Runder Tisch Klimaschutz

Wie kann es gelingen, dass die politischen Ressorts nicht gegeneinander oder nebeneinander, sondern miteinander arbeiten? Die ressortübergreifenden Transformationsteams in der Bundesregierung sind ein guter Anfang, die in sich geschlossenen Silostrukturen aufzubrechen. Aber ich bezweifle, dass das ausreicht.

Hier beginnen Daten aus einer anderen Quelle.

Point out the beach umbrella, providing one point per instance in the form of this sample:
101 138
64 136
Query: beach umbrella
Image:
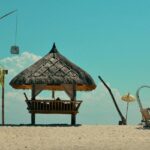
128 98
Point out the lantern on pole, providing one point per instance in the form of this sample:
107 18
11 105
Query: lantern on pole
128 98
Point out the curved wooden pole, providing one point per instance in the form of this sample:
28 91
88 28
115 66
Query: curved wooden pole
123 120
7 14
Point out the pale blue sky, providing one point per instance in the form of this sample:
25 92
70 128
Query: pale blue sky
110 38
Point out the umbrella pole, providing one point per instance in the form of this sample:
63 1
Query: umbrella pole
127 111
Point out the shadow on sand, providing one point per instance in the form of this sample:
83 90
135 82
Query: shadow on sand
40 125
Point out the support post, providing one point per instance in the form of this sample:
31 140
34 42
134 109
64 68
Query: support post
3 95
73 116
33 98
3 113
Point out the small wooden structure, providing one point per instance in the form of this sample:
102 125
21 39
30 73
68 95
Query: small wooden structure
56 73
145 112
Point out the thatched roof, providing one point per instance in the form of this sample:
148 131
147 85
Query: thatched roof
51 72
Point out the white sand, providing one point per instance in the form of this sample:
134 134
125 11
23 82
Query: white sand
95 137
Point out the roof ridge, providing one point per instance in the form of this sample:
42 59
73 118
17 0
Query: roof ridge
54 49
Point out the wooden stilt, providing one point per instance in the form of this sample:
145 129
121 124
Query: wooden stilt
3 113
73 116
3 96
33 98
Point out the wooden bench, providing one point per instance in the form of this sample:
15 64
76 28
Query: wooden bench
53 106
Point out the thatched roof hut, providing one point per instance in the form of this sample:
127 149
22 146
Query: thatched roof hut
52 71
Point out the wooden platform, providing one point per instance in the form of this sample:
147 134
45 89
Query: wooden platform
53 106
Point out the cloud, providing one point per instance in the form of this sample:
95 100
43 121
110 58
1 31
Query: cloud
97 106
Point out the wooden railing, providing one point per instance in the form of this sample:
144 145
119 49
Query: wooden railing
53 106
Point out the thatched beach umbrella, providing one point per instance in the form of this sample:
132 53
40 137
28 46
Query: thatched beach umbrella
53 71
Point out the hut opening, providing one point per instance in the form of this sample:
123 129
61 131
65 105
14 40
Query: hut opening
56 73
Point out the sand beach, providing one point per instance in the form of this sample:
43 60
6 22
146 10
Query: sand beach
85 137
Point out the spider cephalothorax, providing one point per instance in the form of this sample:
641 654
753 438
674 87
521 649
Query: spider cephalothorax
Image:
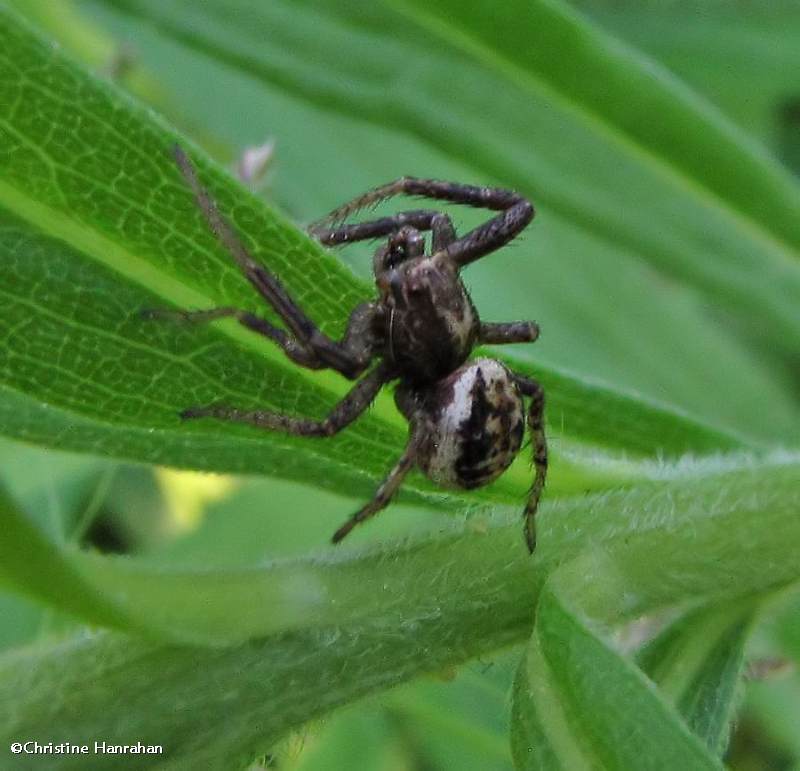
466 417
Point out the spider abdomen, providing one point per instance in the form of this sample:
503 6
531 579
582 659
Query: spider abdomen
469 425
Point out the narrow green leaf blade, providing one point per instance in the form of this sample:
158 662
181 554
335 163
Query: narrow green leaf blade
697 663
615 717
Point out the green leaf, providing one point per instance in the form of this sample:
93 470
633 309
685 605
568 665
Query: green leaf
383 617
697 663
640 277
602 712
85 255
741 57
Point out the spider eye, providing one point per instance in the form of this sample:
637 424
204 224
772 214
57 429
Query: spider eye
397 253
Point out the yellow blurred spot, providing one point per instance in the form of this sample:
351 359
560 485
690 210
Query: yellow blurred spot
188 493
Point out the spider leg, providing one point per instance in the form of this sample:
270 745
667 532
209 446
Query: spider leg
384 493
422 219
343 414
296 352
328 351
530 387
516 213
508 332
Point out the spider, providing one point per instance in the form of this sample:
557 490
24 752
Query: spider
466 417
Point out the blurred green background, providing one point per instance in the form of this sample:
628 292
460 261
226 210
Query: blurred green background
600 275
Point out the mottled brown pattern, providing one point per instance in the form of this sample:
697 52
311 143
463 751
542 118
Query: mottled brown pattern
465 417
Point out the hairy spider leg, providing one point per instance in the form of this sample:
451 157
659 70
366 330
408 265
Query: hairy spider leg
350 362
354 403
516 213
296 352
437 222
383 495
504 332
530 387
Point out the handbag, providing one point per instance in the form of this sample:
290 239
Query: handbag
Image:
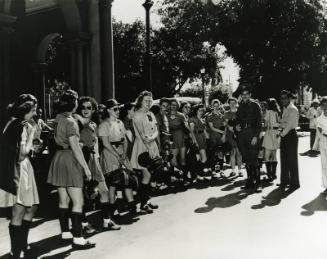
145 144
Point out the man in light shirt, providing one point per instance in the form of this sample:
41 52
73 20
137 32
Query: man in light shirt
321 141
289 176
312 114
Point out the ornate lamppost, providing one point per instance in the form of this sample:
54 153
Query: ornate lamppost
203 71
148 60
107 49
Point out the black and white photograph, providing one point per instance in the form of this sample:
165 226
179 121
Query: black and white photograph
163 129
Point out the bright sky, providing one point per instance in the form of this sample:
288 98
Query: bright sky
128 11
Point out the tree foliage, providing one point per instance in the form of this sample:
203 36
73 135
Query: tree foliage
129 47
277 43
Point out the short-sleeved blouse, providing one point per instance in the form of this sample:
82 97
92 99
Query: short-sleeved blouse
271 119
216 119
176 123
88 134
147 122
115 130
66 126
199 125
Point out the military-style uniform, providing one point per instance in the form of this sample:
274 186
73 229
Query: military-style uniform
249 118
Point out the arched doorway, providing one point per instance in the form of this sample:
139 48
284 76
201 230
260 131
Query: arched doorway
53 69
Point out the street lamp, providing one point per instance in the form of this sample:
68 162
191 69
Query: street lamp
148 63
203 71
107 48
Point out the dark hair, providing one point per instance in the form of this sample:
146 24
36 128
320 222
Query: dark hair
94 104
183 104
164 100
21 99
273 105
175 100
230 99
124 111
139 99
214 101
323 100
67 101
155 109
288 93
196 108
19 110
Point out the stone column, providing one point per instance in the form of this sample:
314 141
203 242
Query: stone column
94 52
107 50
148 59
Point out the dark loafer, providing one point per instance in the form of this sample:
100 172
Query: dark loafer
87 245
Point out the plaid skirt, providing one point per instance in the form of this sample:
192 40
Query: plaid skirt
65 171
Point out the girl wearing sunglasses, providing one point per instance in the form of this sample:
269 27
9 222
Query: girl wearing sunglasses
112 134
67 171
87 116
146 131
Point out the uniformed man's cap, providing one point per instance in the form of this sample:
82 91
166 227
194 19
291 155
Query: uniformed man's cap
246 88
111 103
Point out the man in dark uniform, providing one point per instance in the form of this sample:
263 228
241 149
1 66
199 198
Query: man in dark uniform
162 122
248 124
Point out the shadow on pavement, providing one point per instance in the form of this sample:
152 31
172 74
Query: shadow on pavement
47 245
226 201
273 198
317 204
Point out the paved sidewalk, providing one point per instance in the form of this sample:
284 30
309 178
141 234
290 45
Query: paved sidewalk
215 222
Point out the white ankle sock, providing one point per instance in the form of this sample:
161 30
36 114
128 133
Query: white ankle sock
79 241
66 235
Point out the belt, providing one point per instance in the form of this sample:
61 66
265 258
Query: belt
63 148
117 143
247 126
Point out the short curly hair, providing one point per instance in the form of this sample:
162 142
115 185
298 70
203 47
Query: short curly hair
139 99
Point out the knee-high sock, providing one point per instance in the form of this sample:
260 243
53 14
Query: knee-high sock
64 219
16 240
105 210
84 219
132 206
26 225
268 168
76 224
249 172
111 209
144 193
273 168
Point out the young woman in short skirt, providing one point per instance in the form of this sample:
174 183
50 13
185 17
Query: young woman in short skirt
114 157
216 126
177 127
199 137
87 116
271 138
67 171
17 182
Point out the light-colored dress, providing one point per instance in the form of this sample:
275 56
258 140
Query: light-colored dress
271 139
146 125
27 194
321 145
115 131
65 170
89 139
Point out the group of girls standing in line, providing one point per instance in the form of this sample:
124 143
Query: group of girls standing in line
94 144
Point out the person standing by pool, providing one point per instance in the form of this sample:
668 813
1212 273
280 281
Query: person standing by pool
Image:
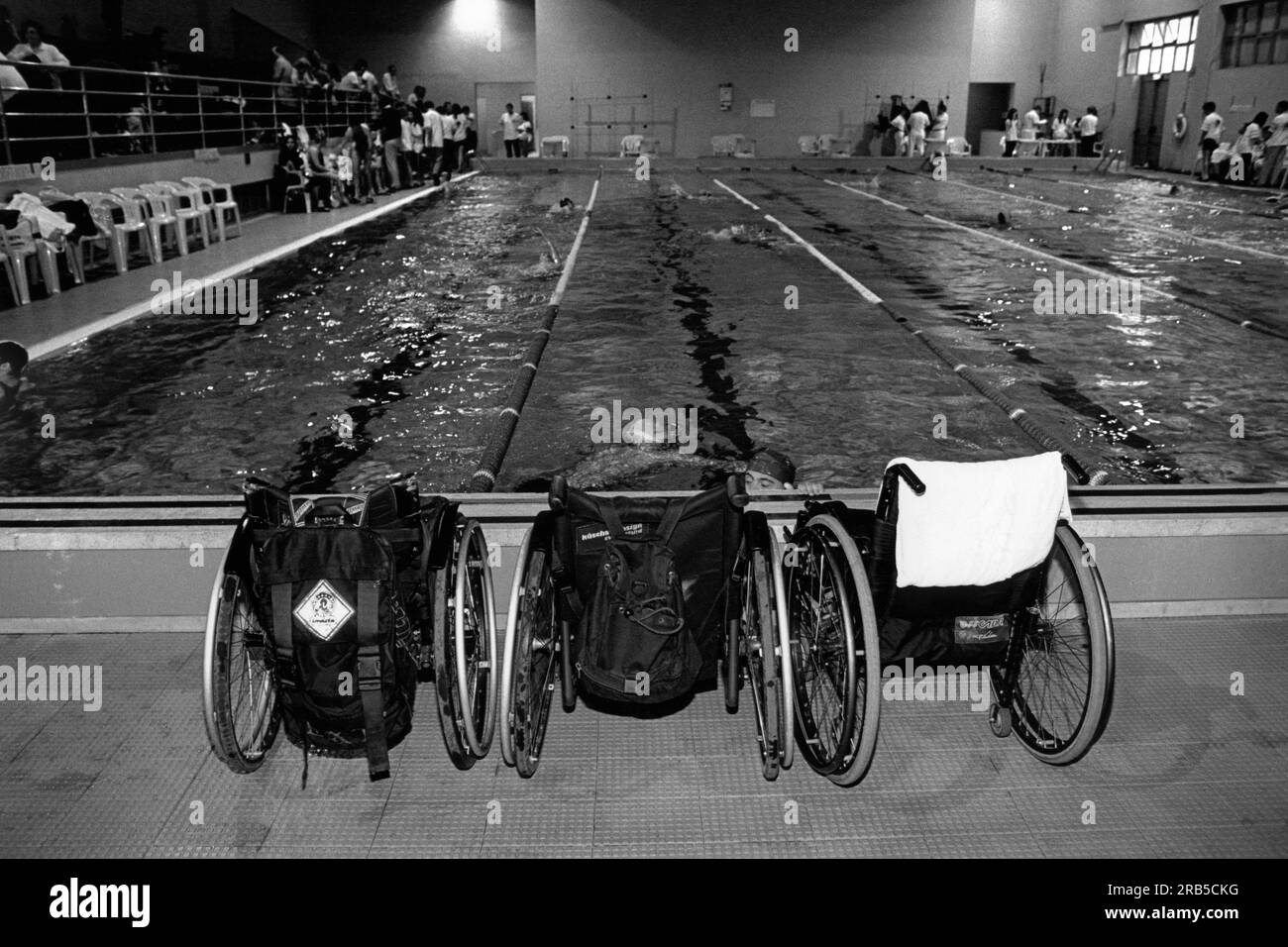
1276 142
938 132
509 125
1012 123
1061 136
1089 132
917 124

Wir brauchen nicht nur dringend einen runden Tisch Klimaschutz in der Sozialwirtschaft, der die Bundesministerien für Wirtschaft und Klimaschutz, für Arbeit und Soziales, das Familienministerium, das Gesundheitsministerium und die Freie Wohlfahrtspflege zusammenbringt, um abgestimmte Rahmenbedingungen zu schaffen, die Investitionen in den Klimaschutz in der Sozialwirtschaft ermöglichen.

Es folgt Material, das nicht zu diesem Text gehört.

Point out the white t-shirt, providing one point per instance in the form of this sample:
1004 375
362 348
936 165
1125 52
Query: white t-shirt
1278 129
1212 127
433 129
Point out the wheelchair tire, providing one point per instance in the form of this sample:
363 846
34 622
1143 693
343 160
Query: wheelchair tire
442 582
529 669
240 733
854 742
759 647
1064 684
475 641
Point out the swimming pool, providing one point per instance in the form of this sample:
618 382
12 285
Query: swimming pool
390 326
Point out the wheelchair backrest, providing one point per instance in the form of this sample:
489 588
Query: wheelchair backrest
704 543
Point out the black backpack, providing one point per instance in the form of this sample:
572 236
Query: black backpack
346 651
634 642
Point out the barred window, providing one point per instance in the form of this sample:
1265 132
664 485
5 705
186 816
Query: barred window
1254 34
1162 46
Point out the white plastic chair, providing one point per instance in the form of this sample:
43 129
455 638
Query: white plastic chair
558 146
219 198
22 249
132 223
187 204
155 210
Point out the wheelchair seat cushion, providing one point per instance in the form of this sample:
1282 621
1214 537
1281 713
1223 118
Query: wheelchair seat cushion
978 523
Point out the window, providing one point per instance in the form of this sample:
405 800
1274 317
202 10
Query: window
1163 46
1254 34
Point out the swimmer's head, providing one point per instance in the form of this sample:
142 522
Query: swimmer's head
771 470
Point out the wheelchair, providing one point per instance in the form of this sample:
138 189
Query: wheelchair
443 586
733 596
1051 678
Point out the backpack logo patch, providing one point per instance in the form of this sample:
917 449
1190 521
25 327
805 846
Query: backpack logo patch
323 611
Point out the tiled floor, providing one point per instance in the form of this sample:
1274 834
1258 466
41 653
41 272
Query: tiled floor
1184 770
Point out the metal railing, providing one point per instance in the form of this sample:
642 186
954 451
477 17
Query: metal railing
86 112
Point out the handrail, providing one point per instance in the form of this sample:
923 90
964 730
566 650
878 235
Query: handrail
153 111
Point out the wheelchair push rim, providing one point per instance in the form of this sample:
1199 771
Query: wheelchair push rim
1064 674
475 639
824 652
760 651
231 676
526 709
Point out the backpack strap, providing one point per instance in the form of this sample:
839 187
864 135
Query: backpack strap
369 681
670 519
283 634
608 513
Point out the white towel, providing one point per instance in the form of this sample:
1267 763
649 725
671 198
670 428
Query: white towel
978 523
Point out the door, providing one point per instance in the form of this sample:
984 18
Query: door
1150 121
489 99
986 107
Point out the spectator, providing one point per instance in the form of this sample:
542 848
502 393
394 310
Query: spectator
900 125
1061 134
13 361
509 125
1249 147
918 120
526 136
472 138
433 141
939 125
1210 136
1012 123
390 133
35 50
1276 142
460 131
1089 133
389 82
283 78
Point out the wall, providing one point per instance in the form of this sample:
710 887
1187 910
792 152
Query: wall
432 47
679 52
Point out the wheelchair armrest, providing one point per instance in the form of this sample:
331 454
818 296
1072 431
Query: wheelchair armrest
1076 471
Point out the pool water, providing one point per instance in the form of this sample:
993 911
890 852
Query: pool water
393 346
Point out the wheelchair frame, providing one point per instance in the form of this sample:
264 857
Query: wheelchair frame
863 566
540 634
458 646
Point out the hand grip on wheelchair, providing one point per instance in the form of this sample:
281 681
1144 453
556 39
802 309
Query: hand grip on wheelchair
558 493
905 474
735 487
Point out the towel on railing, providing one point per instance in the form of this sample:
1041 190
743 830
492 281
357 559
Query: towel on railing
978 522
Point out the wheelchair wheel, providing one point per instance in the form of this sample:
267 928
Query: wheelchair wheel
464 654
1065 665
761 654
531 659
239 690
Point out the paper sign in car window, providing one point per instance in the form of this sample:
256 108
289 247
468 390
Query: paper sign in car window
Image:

Wir brauchen auch eine Neuauflage der „Kohlekommission“, die die Akzeptanz und den politischen Schub für einen bis dahin undenkbaren Schritt geschafft hat: den endgültigen Ausstieg der viertstärksten Volkswirtschaft der Welt aus der Kohlenutzung. Wir brauchen eine „Kommission sozial – ökologische Transformation“, in der alle Kompetenzen der Zivilgesellschaft, die Wirtschaft, die Wissenschaft und die Politik mit dem Ziel einer neuen kohärenten Politik zusammenarbeiten. Eine solche Kommission würde auch die gesellschaftliche Zustimmung zu den notwendigen Kursänderungen deutlich verbessern.

Trotzdem hoffen

Am Ende des Kongresses fragte uns der Moderator des Abschlusspanels, was uns (trotzdem) hoffen lässt? – Für mich sind es unzählige wunderbare Menschen, die sich vor Ort engagieren. Die nicht aufhören, daran zu glauben, dass eine bessere Welt möglich ist, und die in ihrer Nachbarschaft, in ihren Stadtteilen und Dörfern für Gerechtigkeit, Frieden und die Bewahrung der Schöpfung arbeiten – sei es in Kirche und Diakonie, in Vereinen oder Nachbarschaftsprojekten. Sie sind das Rückgrat der Zivilgesellschaft und ohne ihre Tatkraft wären wir verloren. Auch ihr Potenzial gilt es intelligenter zu nutzen.